While underscoring Turkey's position of being opposed to any violence and acts of terrorism against civilians, he said: "We will not remain silent in the face of disgusting attacks on our culture and religion no matter where it comes from."
"The racist, xenophobic, Islamophobic and anti-Semitic incitements will not be able to provoke us into reciprocating in kind. We refuse to bow down to your intimidation and provocations based on your perceived victimhood," he added.
"We call on all sensible European friends to fight back against this kind of primitive cultural racism, intellectual barrenness and uncivilized discourse."

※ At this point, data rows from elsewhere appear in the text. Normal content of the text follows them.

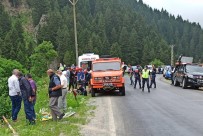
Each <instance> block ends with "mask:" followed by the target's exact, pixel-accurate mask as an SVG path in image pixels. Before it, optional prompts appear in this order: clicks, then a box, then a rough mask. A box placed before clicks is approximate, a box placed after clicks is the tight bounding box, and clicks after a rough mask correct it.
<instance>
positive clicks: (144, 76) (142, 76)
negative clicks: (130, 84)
mask: <svg viewBox="0 0 203 136" xmlns="http://www.w3.org/2000/svg"><path fill="white" fill-rule="evenodd" d="M142 78H149V70H147V71H145V69H143V70H142Z"/></svg>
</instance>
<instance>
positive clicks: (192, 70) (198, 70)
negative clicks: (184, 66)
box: [186, 65, 203, 73]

Presidential Spokesperson Ibrahim Kalın on Tuesday said Charlie Hebdo has no respect for any religion or value.
"These actions only reveal their own immorality," Kalın said on his Twitter account, calling on anyone "who is sensible" to condemn this "disgusting" publishing.
Charlie Hebdo, a left-wing French satirical magazine infamous for publishing anti-Islamic caricatures has drawn widespread anger and outrage across the Muslim world.

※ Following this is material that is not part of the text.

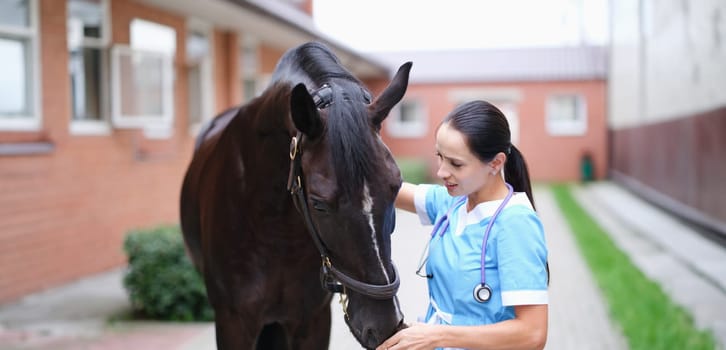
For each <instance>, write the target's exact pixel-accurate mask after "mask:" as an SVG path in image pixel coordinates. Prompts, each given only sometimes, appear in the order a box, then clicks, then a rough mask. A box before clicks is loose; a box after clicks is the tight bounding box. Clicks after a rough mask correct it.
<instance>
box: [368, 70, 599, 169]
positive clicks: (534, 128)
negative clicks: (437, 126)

Earlier this year, it republished cartoons insulting Islam and Prophet Muhammad. The caricatures were first published in 2006 by the Danish newspaper Jyllands-Posten, sparking a wave of protests.
On Wednesday, Turkish prosecutors also launched a probe against Charlie Hebdo for defamatory "cartoons" depicting Erdoğan.
Defense Minister Hulusi Akar condemned the move Wednesday as well, pointing out that Charlie Hebdo is a magazine that systematically targets Islam.
Akar said by acting this way, the magazine overlooked the founding principles of the EU as well.
"This is the satirical version of terrorism," Akar highlighted, adding that the group that suffers the most from such Islamophobic actions is the Muslims in France who make up a large part of the country's population.